How we think destiny is two
things: a reward & a good
time. How we think manifest
is one thing: a destiny. How
we don’t know how to be still.
How we don’t know how to
desire & then let go. How we
want it all, only to be less than
tender with it. How when spring
time comes around, we find
ourselves in a field surrounded
by dandelions & when a soft wind
blows the specs stir & take flight
around us. How we know nothing,
so we call it snow—
Montilla writes: ‘having lost everything she touched / her own body & became…’ So here is a catalog of touches and the legacies of touches. Here is a trace of the poem inside the breath inside the fleeting, unfixable now. Here is a trace of the poet’s will to testify and dream simultaneously.
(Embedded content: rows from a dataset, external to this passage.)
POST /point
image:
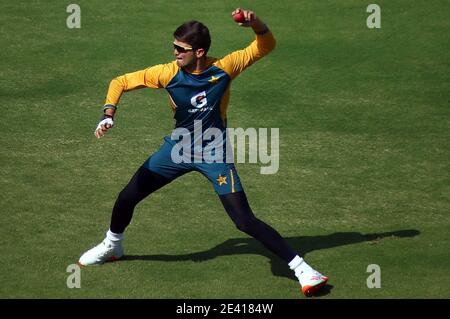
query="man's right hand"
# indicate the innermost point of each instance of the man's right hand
(103, 126)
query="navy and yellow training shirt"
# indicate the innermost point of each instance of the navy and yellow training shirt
(195, 96)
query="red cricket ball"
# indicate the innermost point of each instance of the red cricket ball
(239, 17)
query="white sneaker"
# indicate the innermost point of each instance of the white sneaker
(101, 253)
(311, 281)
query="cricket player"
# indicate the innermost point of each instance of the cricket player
(199, 90)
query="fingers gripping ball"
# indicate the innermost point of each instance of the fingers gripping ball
(239, 17)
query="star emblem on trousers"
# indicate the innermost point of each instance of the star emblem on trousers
(222, 180)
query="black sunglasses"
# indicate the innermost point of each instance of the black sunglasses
(182, 49)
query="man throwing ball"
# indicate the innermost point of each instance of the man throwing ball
(199, 90)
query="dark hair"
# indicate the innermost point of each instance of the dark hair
(194, 33)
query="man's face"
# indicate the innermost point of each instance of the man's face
(185, 53)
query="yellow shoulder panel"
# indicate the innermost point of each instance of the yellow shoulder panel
(237, 61)
(157, 76)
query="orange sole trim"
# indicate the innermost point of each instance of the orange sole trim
(311, 290)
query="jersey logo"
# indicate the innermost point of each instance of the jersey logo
(199, 100)
(222, 180)
(213, 80)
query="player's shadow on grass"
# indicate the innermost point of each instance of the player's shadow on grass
(302, 244)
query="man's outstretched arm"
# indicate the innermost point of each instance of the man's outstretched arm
(236, 62)
(155, 77)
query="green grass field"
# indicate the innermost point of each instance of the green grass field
(364, 151)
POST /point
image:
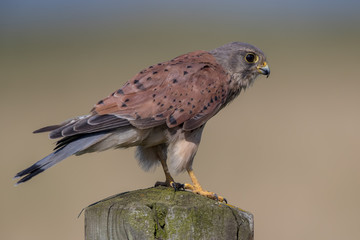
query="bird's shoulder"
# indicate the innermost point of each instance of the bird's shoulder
(187, 87)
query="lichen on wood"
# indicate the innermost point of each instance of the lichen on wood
(162, 213)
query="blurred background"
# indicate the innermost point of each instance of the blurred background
(286, 150)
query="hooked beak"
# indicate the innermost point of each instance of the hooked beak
(264, 69)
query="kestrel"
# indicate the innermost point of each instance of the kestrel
(162, 111)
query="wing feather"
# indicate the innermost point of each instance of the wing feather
(188, 90)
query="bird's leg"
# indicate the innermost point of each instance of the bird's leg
(196, 188)
(169, 181)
And Montilla is a poet of such beautiful imagination and vitality, that even as she writes ruin her lines carry the charge of indomitable desire. Her metaphors are, to me, resuscitations. An erotic, present, dreaming power coursing through.
“I love America more than any other country in this world,” James Baldwin once wrote, “and, exactly for this reason, I insist on the right to criticize her perpetually.” It is in this very spirit that Yesenia Montilla has penned one of the most scathing love letters in recent memory. Muse Found in a Colonized Body is “something about a proletariat uprising / something about free water & food / something about more than just survival.” It is something about the lies we tell ourselves about who we, as a country, are, and the life and death consequences of these lies. With open eyes, with an open heart, Montilla lays it all out, demanding that we either do—and be—better, or risk losing everything.
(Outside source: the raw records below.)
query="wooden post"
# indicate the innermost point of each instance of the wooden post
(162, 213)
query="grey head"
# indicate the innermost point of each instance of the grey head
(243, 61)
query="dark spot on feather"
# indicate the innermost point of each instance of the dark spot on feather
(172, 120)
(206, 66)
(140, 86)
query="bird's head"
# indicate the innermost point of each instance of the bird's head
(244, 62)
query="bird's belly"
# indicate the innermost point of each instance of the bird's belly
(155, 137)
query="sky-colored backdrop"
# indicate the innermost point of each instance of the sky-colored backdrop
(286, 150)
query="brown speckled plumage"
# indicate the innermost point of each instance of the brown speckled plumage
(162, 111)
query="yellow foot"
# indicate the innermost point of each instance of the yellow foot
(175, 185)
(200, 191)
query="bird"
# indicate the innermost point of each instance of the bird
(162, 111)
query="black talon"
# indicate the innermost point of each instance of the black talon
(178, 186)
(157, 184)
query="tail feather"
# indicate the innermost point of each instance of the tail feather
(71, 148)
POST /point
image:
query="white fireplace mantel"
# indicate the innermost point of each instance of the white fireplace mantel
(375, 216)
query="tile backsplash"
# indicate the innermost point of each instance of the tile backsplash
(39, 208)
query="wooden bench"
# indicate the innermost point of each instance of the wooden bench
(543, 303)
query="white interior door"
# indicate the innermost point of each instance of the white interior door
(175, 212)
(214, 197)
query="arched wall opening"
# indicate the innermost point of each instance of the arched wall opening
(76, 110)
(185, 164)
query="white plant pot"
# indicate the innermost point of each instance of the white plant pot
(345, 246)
Muse Found in a Colonized Body flings off rusted shackles of the tongue and flesh in order to taste new languages, new bodies, and new freedoms. Yesenia Montilla is a true poet whose heart burns beyond silence, oppression, and death. In poems that challenge our flawed perceptions of joy, desire, fear, violence, and courage, Montilla observes “this is how we muzzle the world ––” or “and we still haven’t learned to live/as stars.” Her powers orbit and intuit the lives of Philando Castile, Captain America, Christian Cooper, Karl Marx, Ahmaud Arbery, Eartha Kitt, and many more while stitching our wounded identities, memories, and histories in defiant poems of revision and joyous reclamation. Montilla gathers and revives a celestial body that is always intimate and humanized, inspired in its rich calling. May the voice and gorgeous fires of Yesenia Montilla stay with us for years to come.